I had a slight happening when I almost finished this work. In the summer of 2002 I held an individual exhibition on the theme of "Caroline's eight comets". I received through the Society a message of congratulation for my exhibition from Mrs Charlotte Herschel Farquharson. Seeing the famous picture printed on her card in my hand, I wondered why she chose a card of this picture. The picture was "Fishermen upon a Lee Shore" painted by J M W Turner (1775-1851) in 1802, which ensured his fame as a marine painter.

I remembered with my first surprise that I read just around the time when I received the card an interesting paper of Mr Toshio Yagi titled "Moby Dick and Paintings". He mentioned in the paper that Turner's influence on Melville appeared in the chapter 23 "The Lee Shore" of "Moby Dick". But this was nothing less than a coincidence. Strangely, I found with my second surprise an actual reference to Herschel's telescope in a passage of "Moby Dick" (1851) written by Herman Melville (1819-91).

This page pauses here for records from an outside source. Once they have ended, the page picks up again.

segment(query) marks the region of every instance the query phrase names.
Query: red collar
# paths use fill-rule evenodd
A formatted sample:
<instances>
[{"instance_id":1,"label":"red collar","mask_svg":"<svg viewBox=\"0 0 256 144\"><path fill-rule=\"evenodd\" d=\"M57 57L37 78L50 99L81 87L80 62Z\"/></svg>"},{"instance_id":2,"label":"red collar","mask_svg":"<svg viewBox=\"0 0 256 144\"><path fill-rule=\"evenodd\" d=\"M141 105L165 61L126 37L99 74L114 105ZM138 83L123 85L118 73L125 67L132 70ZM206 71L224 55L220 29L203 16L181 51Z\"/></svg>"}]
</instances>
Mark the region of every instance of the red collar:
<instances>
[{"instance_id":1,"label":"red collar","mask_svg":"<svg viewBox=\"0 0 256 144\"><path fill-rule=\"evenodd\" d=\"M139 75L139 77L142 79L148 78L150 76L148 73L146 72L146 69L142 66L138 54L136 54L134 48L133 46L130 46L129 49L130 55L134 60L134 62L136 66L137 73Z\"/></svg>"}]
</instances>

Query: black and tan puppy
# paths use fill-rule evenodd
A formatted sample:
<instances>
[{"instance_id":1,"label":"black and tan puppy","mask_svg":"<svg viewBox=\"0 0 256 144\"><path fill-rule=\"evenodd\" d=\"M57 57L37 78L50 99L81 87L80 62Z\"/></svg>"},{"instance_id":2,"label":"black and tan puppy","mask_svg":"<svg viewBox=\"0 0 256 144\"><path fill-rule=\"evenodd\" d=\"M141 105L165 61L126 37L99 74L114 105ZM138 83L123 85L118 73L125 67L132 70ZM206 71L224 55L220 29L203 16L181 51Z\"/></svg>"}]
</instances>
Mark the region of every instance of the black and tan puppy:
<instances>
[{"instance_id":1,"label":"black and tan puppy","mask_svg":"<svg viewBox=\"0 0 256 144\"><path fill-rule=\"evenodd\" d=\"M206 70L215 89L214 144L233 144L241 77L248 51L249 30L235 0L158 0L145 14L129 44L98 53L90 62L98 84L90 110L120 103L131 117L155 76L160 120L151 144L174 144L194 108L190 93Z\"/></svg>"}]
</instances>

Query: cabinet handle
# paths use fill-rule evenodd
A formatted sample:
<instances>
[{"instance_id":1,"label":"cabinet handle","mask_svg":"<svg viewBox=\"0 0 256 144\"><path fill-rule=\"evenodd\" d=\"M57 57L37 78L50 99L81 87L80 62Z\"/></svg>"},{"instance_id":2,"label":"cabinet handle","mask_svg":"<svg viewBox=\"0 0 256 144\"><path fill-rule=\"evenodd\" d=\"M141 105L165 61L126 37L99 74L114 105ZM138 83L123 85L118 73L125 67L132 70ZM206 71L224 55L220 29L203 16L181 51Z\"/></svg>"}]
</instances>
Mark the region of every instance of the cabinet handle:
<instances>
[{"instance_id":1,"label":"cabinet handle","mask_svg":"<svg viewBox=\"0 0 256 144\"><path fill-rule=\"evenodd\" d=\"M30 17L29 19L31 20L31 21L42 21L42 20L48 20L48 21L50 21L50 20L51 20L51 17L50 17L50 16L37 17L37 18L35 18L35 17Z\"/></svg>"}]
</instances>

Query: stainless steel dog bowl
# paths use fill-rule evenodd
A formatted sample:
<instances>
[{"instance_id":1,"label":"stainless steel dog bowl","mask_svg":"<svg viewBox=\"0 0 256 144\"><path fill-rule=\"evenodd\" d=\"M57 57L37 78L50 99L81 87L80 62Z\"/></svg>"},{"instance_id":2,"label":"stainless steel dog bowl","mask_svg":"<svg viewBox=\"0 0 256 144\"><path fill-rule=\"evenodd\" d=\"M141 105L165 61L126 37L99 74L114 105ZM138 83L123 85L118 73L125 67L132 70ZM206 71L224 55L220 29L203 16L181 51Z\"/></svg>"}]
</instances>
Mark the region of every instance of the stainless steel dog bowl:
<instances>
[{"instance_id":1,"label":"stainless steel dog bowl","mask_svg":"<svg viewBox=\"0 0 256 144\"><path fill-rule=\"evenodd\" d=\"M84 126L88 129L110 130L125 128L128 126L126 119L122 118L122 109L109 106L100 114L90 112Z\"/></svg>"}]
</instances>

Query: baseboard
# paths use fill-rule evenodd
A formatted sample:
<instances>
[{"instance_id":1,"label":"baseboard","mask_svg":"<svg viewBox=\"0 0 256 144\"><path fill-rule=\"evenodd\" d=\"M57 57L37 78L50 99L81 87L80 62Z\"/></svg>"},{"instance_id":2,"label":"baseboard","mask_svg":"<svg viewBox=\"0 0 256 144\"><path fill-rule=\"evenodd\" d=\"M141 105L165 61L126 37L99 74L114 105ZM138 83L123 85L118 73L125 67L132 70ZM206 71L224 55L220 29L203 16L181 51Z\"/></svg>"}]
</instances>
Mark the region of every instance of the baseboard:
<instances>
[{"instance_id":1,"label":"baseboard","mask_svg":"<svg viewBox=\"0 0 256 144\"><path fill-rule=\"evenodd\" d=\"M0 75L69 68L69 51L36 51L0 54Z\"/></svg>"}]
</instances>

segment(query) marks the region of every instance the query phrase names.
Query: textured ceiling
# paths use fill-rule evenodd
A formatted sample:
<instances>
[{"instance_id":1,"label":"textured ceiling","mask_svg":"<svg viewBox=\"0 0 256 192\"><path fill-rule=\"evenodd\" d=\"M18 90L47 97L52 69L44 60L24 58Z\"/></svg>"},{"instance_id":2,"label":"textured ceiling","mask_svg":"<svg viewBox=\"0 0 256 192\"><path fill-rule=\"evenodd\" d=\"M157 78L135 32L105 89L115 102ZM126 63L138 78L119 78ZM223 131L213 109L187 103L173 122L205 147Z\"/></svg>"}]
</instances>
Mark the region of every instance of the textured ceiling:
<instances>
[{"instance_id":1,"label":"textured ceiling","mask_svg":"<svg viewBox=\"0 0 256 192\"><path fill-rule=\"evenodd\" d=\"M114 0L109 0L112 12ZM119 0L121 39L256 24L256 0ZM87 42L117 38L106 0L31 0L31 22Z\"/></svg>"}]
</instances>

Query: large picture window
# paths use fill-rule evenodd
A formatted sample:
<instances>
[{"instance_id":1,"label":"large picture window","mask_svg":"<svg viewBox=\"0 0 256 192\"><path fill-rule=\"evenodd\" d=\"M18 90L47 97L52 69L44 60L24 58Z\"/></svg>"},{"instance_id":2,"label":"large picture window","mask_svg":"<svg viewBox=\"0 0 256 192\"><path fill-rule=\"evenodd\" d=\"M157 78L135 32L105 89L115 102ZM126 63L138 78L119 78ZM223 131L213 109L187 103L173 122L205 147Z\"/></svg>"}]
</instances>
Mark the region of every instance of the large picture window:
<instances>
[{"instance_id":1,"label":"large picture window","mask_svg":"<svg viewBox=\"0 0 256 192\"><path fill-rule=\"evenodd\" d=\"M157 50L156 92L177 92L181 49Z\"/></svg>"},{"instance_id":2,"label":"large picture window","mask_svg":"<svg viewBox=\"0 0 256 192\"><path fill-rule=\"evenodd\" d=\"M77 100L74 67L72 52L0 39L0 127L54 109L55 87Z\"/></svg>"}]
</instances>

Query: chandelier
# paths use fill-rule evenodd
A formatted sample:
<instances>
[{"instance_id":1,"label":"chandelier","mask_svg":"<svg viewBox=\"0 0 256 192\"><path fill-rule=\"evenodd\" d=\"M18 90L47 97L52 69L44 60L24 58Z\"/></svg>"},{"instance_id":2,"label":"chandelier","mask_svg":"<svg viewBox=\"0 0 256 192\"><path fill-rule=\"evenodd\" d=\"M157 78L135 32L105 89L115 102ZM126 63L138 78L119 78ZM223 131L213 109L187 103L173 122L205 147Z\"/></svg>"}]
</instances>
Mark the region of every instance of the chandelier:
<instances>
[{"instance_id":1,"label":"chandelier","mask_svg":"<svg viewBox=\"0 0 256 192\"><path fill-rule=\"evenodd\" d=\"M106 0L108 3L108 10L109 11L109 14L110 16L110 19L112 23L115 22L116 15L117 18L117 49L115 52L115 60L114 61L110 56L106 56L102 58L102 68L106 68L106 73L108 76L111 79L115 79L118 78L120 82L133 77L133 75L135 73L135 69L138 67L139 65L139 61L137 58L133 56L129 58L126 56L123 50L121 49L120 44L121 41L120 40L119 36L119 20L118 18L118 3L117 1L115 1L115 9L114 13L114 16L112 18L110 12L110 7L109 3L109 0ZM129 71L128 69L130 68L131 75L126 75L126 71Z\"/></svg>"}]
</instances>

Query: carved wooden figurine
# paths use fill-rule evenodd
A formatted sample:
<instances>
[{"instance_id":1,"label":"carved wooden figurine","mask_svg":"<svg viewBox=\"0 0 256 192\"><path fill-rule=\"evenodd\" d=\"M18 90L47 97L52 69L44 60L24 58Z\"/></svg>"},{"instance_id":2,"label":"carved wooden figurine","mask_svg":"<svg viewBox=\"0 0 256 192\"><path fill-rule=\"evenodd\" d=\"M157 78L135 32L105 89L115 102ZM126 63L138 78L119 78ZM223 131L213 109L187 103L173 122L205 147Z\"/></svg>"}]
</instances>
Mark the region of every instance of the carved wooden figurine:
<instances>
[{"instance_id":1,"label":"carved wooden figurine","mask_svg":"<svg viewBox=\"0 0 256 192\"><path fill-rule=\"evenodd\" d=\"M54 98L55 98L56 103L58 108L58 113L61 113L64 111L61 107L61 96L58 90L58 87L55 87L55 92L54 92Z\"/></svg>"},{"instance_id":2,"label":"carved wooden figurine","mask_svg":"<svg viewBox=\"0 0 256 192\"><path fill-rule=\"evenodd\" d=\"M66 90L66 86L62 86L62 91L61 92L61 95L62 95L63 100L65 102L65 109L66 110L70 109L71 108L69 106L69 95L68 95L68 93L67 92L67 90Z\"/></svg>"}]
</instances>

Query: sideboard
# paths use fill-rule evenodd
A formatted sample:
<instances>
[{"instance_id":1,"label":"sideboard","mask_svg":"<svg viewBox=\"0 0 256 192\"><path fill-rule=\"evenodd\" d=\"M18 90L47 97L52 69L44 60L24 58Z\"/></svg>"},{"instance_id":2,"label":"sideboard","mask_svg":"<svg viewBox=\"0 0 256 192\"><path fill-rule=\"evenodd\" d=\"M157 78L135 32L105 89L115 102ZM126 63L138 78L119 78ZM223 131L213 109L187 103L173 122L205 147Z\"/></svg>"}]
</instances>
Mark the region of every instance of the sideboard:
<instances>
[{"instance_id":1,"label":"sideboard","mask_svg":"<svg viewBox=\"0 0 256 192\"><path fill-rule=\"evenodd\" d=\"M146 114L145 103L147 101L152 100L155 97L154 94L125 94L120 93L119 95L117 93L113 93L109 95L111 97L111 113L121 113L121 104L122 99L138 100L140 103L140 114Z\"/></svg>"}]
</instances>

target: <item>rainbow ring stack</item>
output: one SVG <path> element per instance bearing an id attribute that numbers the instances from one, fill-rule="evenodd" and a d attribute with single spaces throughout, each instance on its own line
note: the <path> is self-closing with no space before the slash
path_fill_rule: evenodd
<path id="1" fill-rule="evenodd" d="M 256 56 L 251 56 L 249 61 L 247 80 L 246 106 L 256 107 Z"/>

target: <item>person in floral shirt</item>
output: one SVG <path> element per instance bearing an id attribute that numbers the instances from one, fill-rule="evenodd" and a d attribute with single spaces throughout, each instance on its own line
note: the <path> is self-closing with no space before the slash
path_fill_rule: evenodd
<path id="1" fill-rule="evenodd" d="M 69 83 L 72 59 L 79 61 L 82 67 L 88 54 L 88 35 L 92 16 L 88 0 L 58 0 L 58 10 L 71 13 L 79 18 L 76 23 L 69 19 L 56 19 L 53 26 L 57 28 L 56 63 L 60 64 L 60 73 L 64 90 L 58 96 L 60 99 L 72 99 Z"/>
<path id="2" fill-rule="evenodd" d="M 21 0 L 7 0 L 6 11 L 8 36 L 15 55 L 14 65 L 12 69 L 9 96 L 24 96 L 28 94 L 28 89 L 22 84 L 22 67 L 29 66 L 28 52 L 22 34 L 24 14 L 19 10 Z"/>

I was attracted by this novel and glanced through the chapter 23, and incidentally, the lower volume, too. I focused as if light converge through a lens on the passage "But if his (a whale's) eyes were broad as the lens of Herschel's great telescope;" in the chapter 74 "The Sperm Whale's Head", with a note by the Japanese translator Nishijiro Tanaka saying that this meant the great lens made by John Herschel in 1820. I guessed that his great telescope was famous enough to be known in all over the world at that time. I also found that the novel often mentioned to Cetus and other constellations, and myths of constellations. These findings fascinated me with "Moby Dick", the marine literature of quite grand ideas. I read one available Japanese translation after another, including abridged editions.

I asked a friend of mine for the original text referring to Herschel, and he sent it to me by an e-mail with a comment that "Your finding of the reference to Herschel in this great work seems equal to discovery of a minor planet." This is a very interesting idea to describe the discovery in just a glance over 900 pages. How profound the message from Charlotte was!

I sometimes had such happenings and I expect to encounter many happenings even more interesting in my future creation.